Politquarantäne tut not PDF Drucken E-Mail
Geschrieben von Ralf Leonhard   
Montag, 29. September 2008

Nicht die 29 Prozent Rechtswähler, sind das Problem, sondern die "Altparteien", die FPÖ und BZÖ salonfähig machen.

Österreich ist kein Land der Rechtsextremisten. Wählerstromanalysen zeigen, dass Proteststimmen genauso von den Kommunisten zur FPÖ wandern können, wie umgekehrt. Und den meisten Zulauf erhielt Heinz Christian Strache in den proletarischen Bezirken Wiens, wo die klassische Klientel der SPÖ zu Hause ist.

Die 29 Prozent, die Sonntag ihr Kreuzchen bei FPÖ (18) oder BZÖ (11) machten, würden mehrheitlich sicher keine Inder durch die Strassen jagen oder beim Sonnwendfeuer den Arm zum Hitlergruß heben. Aber Leute, die so etwas gut finden, bilden immer noch den harten Kern der Rechtsparteien. Und anders als in Deutschland oder anderen europäischen Staaten, werden diese nicht in politischer Quarantäne gehalten. Sie gelten sogar als brauchbare Koalitionspartner. Zumindest bei der ÖVP und einem kleinen Flügel der SPÖ.

Schon Bruno Kreisky, SPÖ, konnte seine lange Periode sozialdemokratischer Reformarbeit nur dadurch einleiten, dass er 1970 eine Minderheitsregierung von der FPÖ tolerieren ließ. Die wurde damals vom ehemaligen SS-Mann Friedrich Peter geleitet. Kreiskys Nachfolger Fred Sinowatz musste die Blauen dann 1983 in die Regierung holen.

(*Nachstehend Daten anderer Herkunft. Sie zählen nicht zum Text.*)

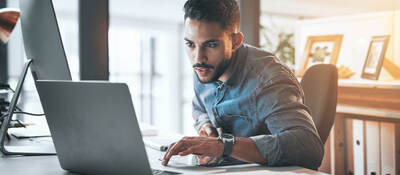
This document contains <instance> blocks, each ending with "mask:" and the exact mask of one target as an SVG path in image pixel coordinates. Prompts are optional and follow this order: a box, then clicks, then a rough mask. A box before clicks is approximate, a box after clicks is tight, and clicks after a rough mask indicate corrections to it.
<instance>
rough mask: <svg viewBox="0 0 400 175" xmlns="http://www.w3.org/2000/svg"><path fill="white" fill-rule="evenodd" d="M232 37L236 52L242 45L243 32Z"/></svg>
mask: <svg viewBox="0 0 400 175" xmlns="http://www.w3.org/2000/svg"><path fill="white" fill-rule="evenodd" d="M232 35H233V36H232V50H233V51H236V50H237V49H239V47H240V46H241V45H242V42H243V38H244V35H243V33H242V32H237V33H234V34H232Z"/></svg>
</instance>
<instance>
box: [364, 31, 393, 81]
mask: <svg viewBox="0 0 400 175" xmlns="http://www.w3.org/2000/svg"><path fill="white" fill-rule="evenodd" d="M389 38H390V36H389V35H383V36H374V37H372V39H371V41H370V43H369V48H368V52H367V57H366V58H365V62H364V67H363V70H362V74H361V77H362V78H366V79H372V80H378V78H379V74H380V72H381V68H382V64H383V61H384V59H385V53H386V48H387V45H388V42H389Z"/></svg>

Allerdings hatten sie damals fünf Prozent und versuchten sich – weg von der Nazi-Vergangenheit - an der deutschen FDP zu orientieren.

Als Wolfgang Schüssel im Jahr 2000 mit einer erstarkten und rechts gewendeten FPÖ unter Jörg Haider paktierte, um hinter dem Rücken der stärkeren SPÖ Bundeskanzler zu werden, konnte er sich also auf einen Präzedenzfall berufen. Während er aus dem teilweise dramatisch unfähigen FPÖ-Regierungsteam eine handzahme Truppe machte, radikalisierte sich der Mittelbau der Partei. Das Ergebnis heißt Heinz Christian Strache, der nur für die TV-Auftritte Kreide frisst, vor seinen Sympathisanten aber den gesamten Kanon an dumpfen Parolen rausläßt: Eine Mischung aus national und sozialistisch, die auf die Globalisierungsverlierer zugeschnitten ist. Besonders bei den Jungwählern aus den Gemeindebauten, den Berufsschulen und Lehrlingswerkstätten, die sich von Zuwanderern real oder imaginiert bedroht sehen, kommen diese Sprüche an. Wenn die „Altparteien“ dagegen kein Rezept finden, werden sie die Rechten immer stärker machen.